The Cloudcast #301 - SRE and Infrastructure Operations
Jun 15, 2017
Aaron Delp and Brian Gracely
Brian talks with Rob Hirschfeld (@zehicle, Founder/CEO of @RackN) about the concepts of SRE (Site Reliability Engineering), the challenges of maintaining infrastructure software, emerging tools and the next-generation of operations.
Get a free eBook from O'Reilly media or use promo code PC20CLOUD for a discount - 40% off Print Books and 50% off eBooks and videos
Topic 1 - Welcome back to the show. Let’s start by talking about the concept of SRE (Site Reliability Engineering). Give us the basics and maybe explain how it differs from what people define in DevOps.
Topic 2 - Application development has been moving faster for quite a while (agile development, etc.).
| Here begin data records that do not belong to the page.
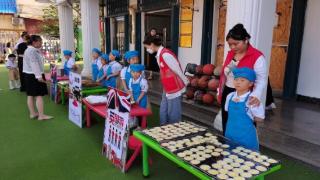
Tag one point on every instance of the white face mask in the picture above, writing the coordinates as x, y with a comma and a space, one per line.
150, 51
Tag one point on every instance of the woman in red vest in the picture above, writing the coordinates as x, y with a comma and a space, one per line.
241, 54
172, 78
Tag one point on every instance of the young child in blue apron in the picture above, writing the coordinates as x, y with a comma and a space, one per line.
138, 85
69, 63
240, 124
102, 71
114, 69
131, 57
96, 64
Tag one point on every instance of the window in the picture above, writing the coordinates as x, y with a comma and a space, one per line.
186, 23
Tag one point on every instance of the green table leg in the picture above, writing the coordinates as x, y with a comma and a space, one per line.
145, 158
260, 178
62, 95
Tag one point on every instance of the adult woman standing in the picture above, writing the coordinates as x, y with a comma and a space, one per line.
173, 80
20, 50
36, 88
242, 54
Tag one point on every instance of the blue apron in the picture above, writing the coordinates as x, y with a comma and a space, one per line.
127, 76
95, 70
136, 91
240, 127
66, 69
112, 82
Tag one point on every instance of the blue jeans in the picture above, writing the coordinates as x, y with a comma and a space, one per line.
170, 110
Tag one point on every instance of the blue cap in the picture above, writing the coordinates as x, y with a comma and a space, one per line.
130, 54
105, 57
136, 67
244, 73
115, 53
96, 50
67, 52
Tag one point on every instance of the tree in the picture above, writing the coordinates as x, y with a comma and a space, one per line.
51, 20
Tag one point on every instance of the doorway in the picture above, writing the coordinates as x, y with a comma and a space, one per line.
161, 21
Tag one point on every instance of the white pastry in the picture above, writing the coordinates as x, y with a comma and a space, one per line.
195, 162
245, 167
188, 158
181, 154
205, 167
237, 170
216, 166
227, 167
253, 171
223, 171
215, 154
228, 160
249, 163
225, 153
246, 175
272, 161
233, 156
222, 176
261, 168
225, 146
213, 172
239, 160
201, 148
236, 165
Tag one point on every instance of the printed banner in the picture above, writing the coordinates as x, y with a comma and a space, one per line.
75, 102
116, 132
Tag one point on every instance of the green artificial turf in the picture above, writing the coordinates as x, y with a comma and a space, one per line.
57, 149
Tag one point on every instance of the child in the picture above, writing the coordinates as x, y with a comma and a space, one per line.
96, 64
130, 57
241, 116
138, 85
114, 69
102, 72
13, 72
69, 64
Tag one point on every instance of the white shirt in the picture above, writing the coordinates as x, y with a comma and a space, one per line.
11, 64
143, 84
253, 111
33, 62
260, 69
115, 66
70, 62
175, 67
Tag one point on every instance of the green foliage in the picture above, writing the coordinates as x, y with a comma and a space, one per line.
51, 20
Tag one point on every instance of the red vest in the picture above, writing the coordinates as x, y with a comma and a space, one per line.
170, 81
248, 61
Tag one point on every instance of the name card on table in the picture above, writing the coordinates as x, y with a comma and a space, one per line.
75, 102
116, 131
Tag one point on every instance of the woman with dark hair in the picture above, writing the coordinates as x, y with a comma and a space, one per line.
20, 51
173, 80
241, 54
152, 64
35, 82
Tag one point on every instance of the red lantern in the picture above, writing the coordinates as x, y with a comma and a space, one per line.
199, 69
213, 84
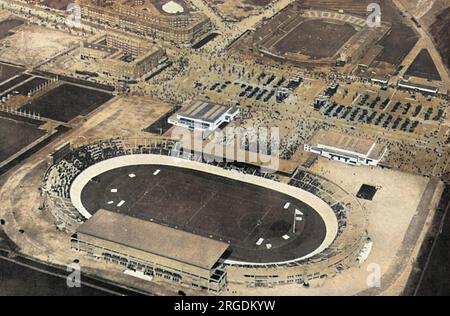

But now infrastructure/operations teams have to deal with faster software - especially around updates (e.g. Kubernetes releases every 3 months). How are companies managing this?
Topic 3 - Given that this pace of operations change may not slow down, how do you think about the challenge in terms of process/operations versus technology/tools?
Topic 4 - What are some of the steps that companies take to better prepare for this type of operational model? Tools, process, skills, etc.
Topic 5 - Do you see SRE as being a progression for existing infrastructure/operations people, or is this more focused on sysadmins or developers that want to get away from building applications?